I have a 2009 Toyota Yaris with 35,000 miles, and fully up-to-date with all the 5,000-mile usual maintenance checks [no prior problems]. Driving on a hot day from San Francisco to Los Angeles, I hit Bakersfield and the car started to make a high-pitched whining noise, which got louder with the accelerator and softer when I took my foot off the gas. I thought perhaps the car was overheating and let it rest for a while, and checked the coolant [which was at a normal level]. I finished the drive to LA and stopped by the Toyota dealer who said it must have just been the fan given the hot weather. The noise went away overnight, but the next day I was driving around town when it was overcast and cool, and even driving locally, the car made the whining noise intermittently, especially loud at low speeds like coasting in a parking lot, and the noise has been getting louder and sounding more pathological–not like a normal engine or fan noise, but like a truly problematic high-pitched straining sound. Sometimes it comes on when I start the car, sometimes restarting the car makes the noise go away for an hour or two. It sounds almost like an electric razor being whipped around like a numchuck - a hitch pitched whine that is rotating in the engine and speeds up with the accelerator and calms down but doesn’t go away at a stoplight. Perhaps I finally ran over my neighbor’s annoying kitty. But today’s latest Toyota mechanic also couldn’t figure it out because the noise didn’t start when he turned on the car and didn’t restart on his test drive, but only a few hours later after I’d driven the car around town. Any ideas?
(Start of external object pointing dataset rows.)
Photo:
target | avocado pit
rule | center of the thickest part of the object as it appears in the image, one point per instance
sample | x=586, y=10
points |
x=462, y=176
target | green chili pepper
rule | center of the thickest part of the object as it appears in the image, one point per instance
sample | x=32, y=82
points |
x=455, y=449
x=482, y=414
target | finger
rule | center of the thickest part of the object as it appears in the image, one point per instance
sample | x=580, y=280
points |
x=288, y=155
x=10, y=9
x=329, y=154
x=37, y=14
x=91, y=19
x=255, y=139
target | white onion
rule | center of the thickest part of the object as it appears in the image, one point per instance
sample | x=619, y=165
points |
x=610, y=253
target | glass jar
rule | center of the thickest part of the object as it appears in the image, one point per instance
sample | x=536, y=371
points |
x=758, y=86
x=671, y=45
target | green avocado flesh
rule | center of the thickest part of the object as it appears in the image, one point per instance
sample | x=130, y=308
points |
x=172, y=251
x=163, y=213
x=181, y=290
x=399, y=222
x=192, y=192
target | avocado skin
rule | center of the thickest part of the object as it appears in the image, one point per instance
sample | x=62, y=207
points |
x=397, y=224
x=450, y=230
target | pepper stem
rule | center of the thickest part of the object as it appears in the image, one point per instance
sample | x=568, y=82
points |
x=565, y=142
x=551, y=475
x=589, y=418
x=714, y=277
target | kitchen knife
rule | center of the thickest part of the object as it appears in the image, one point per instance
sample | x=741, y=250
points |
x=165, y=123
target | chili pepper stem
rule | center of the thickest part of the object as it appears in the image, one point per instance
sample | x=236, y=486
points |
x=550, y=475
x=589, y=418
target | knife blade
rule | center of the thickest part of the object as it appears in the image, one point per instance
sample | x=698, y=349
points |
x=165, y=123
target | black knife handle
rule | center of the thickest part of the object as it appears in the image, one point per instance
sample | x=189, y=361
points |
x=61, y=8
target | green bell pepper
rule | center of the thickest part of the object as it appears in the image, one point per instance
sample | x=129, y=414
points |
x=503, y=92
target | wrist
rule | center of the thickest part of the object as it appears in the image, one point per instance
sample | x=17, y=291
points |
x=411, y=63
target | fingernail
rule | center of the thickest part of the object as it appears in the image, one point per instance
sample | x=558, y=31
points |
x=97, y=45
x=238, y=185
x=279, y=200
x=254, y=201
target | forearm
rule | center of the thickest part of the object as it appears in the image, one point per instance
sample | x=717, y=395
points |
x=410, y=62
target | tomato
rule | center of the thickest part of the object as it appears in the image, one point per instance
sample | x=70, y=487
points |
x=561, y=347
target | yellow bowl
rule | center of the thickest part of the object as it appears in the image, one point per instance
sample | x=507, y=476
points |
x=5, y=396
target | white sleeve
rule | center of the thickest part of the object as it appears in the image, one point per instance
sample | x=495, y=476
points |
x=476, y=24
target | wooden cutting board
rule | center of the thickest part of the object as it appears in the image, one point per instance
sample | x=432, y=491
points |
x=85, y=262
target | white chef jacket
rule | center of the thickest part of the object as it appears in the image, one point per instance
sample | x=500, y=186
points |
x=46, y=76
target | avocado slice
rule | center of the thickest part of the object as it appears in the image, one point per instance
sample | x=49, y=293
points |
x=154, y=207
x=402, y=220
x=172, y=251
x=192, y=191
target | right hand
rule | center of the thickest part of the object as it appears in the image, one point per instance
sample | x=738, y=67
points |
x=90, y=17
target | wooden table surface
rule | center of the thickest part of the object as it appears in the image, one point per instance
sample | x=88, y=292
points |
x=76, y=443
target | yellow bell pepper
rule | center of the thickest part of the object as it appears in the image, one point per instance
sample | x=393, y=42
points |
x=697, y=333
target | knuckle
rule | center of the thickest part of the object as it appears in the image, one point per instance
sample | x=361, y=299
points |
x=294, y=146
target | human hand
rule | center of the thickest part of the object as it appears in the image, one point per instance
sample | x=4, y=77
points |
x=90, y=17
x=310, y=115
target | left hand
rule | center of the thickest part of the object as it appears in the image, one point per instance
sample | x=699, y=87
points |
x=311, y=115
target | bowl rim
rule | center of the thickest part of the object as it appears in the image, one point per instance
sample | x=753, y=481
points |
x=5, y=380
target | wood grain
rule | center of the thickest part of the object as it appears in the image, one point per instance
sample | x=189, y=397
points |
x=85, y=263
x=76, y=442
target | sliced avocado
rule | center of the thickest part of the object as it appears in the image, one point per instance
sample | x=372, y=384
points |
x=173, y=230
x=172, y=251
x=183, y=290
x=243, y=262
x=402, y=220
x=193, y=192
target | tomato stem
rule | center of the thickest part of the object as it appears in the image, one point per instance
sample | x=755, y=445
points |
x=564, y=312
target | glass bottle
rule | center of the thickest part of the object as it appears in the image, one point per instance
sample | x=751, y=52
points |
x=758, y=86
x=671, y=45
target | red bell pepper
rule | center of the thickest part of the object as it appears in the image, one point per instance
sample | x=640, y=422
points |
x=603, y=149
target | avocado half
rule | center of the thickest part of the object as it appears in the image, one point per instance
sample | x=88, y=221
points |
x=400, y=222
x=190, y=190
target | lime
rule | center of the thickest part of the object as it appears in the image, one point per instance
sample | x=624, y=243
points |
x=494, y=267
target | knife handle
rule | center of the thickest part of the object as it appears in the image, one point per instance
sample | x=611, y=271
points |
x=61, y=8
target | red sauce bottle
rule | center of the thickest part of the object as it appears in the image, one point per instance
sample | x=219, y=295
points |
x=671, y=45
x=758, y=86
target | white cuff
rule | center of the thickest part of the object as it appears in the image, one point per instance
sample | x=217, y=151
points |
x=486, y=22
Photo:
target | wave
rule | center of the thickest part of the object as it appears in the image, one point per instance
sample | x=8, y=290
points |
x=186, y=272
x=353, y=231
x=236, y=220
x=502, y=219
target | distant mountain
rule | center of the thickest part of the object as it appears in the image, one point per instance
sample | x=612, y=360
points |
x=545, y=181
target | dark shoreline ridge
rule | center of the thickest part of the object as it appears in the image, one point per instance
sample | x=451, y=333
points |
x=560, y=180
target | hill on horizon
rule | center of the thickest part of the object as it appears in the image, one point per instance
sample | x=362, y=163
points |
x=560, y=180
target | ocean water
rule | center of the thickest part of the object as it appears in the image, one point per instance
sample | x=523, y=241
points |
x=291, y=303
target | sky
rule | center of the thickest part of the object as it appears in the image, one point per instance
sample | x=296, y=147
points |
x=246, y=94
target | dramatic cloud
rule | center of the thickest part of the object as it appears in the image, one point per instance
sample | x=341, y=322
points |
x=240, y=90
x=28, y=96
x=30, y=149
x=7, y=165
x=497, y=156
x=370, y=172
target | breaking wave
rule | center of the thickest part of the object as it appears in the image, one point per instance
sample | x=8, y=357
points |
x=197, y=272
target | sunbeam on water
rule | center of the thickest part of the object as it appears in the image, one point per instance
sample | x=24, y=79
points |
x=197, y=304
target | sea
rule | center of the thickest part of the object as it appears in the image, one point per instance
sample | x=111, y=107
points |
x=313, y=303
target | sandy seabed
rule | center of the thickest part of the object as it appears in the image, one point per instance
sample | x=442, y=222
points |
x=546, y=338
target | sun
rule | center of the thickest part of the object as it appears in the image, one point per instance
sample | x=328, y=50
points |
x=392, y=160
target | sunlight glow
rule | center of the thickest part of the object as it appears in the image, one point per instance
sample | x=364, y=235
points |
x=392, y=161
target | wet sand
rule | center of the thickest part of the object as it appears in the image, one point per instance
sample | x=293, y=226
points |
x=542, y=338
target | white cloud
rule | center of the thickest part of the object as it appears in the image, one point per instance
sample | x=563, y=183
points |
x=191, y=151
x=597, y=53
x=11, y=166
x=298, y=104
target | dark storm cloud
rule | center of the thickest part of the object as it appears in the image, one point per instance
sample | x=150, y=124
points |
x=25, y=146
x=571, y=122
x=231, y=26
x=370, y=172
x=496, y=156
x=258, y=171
See if your mechanic would be willing to take a look while it is happening, so when it starts, stop on by the shop. It will probably get worse, but it would be better to find the source of the problem than waiting till it breaks and risk being stranded.
Does Any Vibration Accompany The Noise ?
I see, according to Toyota, that some 2007 - 2009 Yaris vehicles make an “abnormal noise and vibration,” have had separation of the rubber insulator in the left engine mount. The fix is to replace the left mounting insulator.
Anyhow, inspect or have the mount (It bolts to the top of transmission case.) inspected for separation. Toyota issued a bulletin to their technicians, covering this matter.
Deterioration of that rubber would allow normal engine/transmission vibration (and noise from metal-to-metal contact) to be telegraphed directly to the car’s body.
It could be something as cheap as a glazed serpentine belt. since it changes with engine speed. Pour a little water on the belt and rev the engine and see if the noise is gone. Replace the belt. Don’t use belt dressing. It attracts dirt and causes the belt to wear even more.
I suppose that it is possible that a diode is going out in the alternator, although usually the noise is constant. However, it is possible that as the alternator warms up, the temperature of the diode increases and causes the whine.